Angiogenic effects of recombinant thymosin β4 in a mouse hindlimb ischemia model

Moon, Jun-Hwan; Lee, Jung-Won; Kang, Jong-Koo

doi:10.12729/jbr.2014.15.4.156

J Biomed Res 2014; 15(4):156-161

pISSN: 1976-7447, eISSN: 2287-7363

DOI: https://doi.org/10.12729/jbr.2014.15.4.156

ARTICLE

Angiogenic effects of recombinant thymosin β4 in a mouse hindlimb ischemia model

Jun-Hwan Moon, Jung-Won Lee, Jong-Koo Kang*

Author Information & Copyright ▼

College of Veterinary Medicine, Chungbuk National University, Cheongju 362-763, Korea

^*Corresponding author: Jong-Koo Kang, College of Veterinary Medicine, Chungbuk National University, Cheongju 361-763, Korea, Tel: +82-43-261-2607, Fax: +82-43-271-3246, E-mail: jkkang@chungbuk.ac.kr

© Research Institute of Veterinary Medicine. This is an Open-Access article distributed under the terms of the Creative Commons Attribution Non-Commercial License (http://creativecommons.org/licenses/by-nc/3.0/) which permits unrestricted non-commercial use, distribution, and reproduction in any medium, provided the original work is properly cited.
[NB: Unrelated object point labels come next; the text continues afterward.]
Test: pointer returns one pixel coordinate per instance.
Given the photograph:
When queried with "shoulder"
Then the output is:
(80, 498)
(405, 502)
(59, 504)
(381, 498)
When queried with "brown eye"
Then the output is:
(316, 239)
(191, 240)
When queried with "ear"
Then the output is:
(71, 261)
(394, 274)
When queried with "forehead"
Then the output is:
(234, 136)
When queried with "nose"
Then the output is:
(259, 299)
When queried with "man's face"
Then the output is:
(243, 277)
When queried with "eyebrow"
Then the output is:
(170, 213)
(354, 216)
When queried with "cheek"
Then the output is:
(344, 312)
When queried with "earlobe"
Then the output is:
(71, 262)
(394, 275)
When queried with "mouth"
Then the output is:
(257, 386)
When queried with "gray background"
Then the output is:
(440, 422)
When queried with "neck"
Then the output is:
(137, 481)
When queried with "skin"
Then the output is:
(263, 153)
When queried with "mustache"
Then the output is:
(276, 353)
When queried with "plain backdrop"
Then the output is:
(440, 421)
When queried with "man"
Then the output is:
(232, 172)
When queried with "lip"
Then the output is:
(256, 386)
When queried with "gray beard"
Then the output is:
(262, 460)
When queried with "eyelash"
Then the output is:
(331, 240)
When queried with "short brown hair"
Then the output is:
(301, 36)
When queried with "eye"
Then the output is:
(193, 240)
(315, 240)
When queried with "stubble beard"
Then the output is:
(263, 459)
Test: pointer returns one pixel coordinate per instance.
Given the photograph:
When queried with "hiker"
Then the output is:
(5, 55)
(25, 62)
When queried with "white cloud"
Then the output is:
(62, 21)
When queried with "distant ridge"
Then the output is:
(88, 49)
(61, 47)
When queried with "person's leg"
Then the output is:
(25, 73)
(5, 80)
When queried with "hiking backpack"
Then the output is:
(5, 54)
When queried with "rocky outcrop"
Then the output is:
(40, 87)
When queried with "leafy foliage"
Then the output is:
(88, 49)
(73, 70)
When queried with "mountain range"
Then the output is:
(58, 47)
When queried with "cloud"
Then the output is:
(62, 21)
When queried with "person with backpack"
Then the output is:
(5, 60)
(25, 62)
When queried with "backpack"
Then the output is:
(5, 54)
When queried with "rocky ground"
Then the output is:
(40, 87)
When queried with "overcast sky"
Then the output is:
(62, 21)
Received: Nov 20, 2014; Revised: Dec 16, 2014; Accepted: Dec 17, 2014

Abstract

Recombinant thymosin β4 (rTβ4) has been reported to migrate and promote vascularization, wound-healing, and hair growth in a mouse hindlimb ischemia model of peripheral vascular disease. C57BL/6 mice (11-weeks-old) were anesthetized and an ischemic model was made by cutting the right aorta femoralis. The ischemic group was intraperitoneally administered with saline (300 μL/mouse) and the muscular administration group received rTβ4 (150 μg in 300 μL of saline) or rTβ4 (150 μg in 300 μL saline) to the abdominal cavity at 3-day intervals for 21 days. Myoatrophy of the ischemic group was observed compared to the normal control group. Generation of adjacent vessels was carried out in the rTβ4 administration group compared to the ischemic group. The biopsy results showed significant fibrosis around the muscular undersurface and perimysium in the musculus quadriceps femoris of the ischemic group, whereas partial fibrosis was observed in the perimysium and endomysium in the rTβ4 administration group. Immunostaining indicated that expression levels of hypoxia-inducible factor-1α (HIF-1α), vascular endothelial growth factor-1 (VEGF-1), and endothelial nitric oxide synthase (eNOS) in the rTβ4 group were higher than those of the ischemic group. Western blotting showed that expression levels of HIF-1α, VEGF-1, and eNOS in the rTβ4 group were higher than those of the ischemic group. In conclusion, rTβ4 increases expression levels of HIF-1α, VEGF-1, and eNOS, resulting in angiogenesis.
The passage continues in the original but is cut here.